Monday, March 27, 2006

It has been a Monday all morning! Hope the afternoon is better. Maybe it is the crummy overcast weather outside. Not a hint of blue in the sky yet. That could change quickly though. The weather changes here as fast as it did in Texas. Did you ever wonder why you are always the one that reaches for the last couple of ice cubes when the Diet Coke in the fridge is warm? I fill the ice cube trays (4 of them) every day. And you can't just stick the trays under the tap - this has to be bottled water. Oh how I miss the fridge with the ice maker in the door! The ice cubes must know I am grumpy today as they are clumping together and whapping me in the teeth and getting ice tea on my face. Okay - enough whining. See what happens when the DSL connection is acting wonky and my passwords don't work to get into websites! And, I think I learned that all those sweepstakes entries I have been doing at Uproar.com don't count because I am in the VI! No where does it say that the VI doesn't count as a US resident. GRRR!! We'll see what answer I get back from the Uproar people. I may be in an uproar.

I did finish Adrienne Maria Vrettos Skin this a.m. before I got frustrated online. There are more than a few books about teenage anorexics, but this one intrigued me as it is told from the view point of Donnie, the nerdy 14-year-old brother of 16-year-old Karen, the anorexic in the family. But this book is so much more than about anorexia - it is about the family dynamics that result in Donnie being an outcast and Karen starving herself. Karen keeps a lunchbox under the front porch as this is where she has been taking Donnie since they were little kids - every time their parents start to scream at each other. The screaming lessens when their father moves out, but Donnie's stress levels haven't. During the summer his two friends have decided that he is no longer their friend, even though he feebly keeps trying to get back into the triangle friendship they had the year before. So not only is he invisible at home, he is invisible at school as well. At first Mom is just frustrated with Karen for getting upset when the gym teacher uses her as an example of a curvy girl who can go up one size in their gym uniforms. Karen starts dieting and then the dieting gets out of hand when Amanda, Karen's best friend, moves. Karen no longer has an escape from the fighting at home and no alibi that she has eaten when she hasn't. The only time Donnie expresses his anger and frustration is when he gets another one of his recurrent ear infections and he runs a fever. They he lets his mouth run and tells them all what he thinks of them. Too bad for Donnie this fever doesn't happen often enough to keep him from feeling like he could blow up. Maybe then somebody would notice him. It isn't just teens with sick siblings that will relate to this book. It is any young teen who feels like they are invisible due to a sibling or friend who is the center of the limelight for whatever reason. A gotta have book in every YA collection. The language makes it one that may not work in a MS collection, but certainly a HS one.

Speaking of messed up families - we watched The Squid and the Whale the other night. I detested watching that movie. It seems that whenever a movie gets a lot of attention, as this one did, even on NPR (that's why Steve picked it up at Blockbuster) it tends to be one I don't like. The parents in this movie were awful, as they were intended to be - to the point that I didn't even want to admit they were parents, especially ones with Ph.Ds! And the behavior of the youngest boy was more than I could handle at times. I told Steve that if the young actor had been my son I would have told him no way was any child of mine using that kind of language - even while acting in a movie.
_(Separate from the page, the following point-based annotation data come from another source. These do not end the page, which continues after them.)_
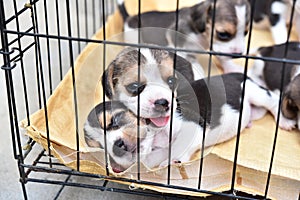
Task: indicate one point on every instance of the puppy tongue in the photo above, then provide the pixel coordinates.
(160, 121)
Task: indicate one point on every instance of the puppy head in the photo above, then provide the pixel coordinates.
(231, 23)
(147, 87)
(291, 99)
(121, 133)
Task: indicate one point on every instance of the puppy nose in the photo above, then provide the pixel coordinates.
(119, 148)
(161, 105)
(237, 54)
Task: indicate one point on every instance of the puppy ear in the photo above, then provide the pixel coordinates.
(91, 142)
(107, 81)
(289, 108)
(200, 14)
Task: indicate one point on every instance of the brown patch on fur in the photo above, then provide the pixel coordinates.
(108, 116)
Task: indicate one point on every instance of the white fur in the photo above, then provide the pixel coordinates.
(188, 135)
(128, 158)
(156, 88)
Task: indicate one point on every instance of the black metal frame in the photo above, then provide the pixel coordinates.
(13, 52)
The reason I am talking about this is that I would have cringed a bit if reading the vulgar language and nasty scenes in a book, but when I read I can "tone" it down. You certainly can't when it is right there in front of your face on the screen. For this reason, and many more, I am always floored when a parent that will let their teenagers watch anything on TV and R rated movies, objects to to an edgy YA novel because of the theme or language.

Okay - that is it for me today. Time to find something for lunch and get on with grading.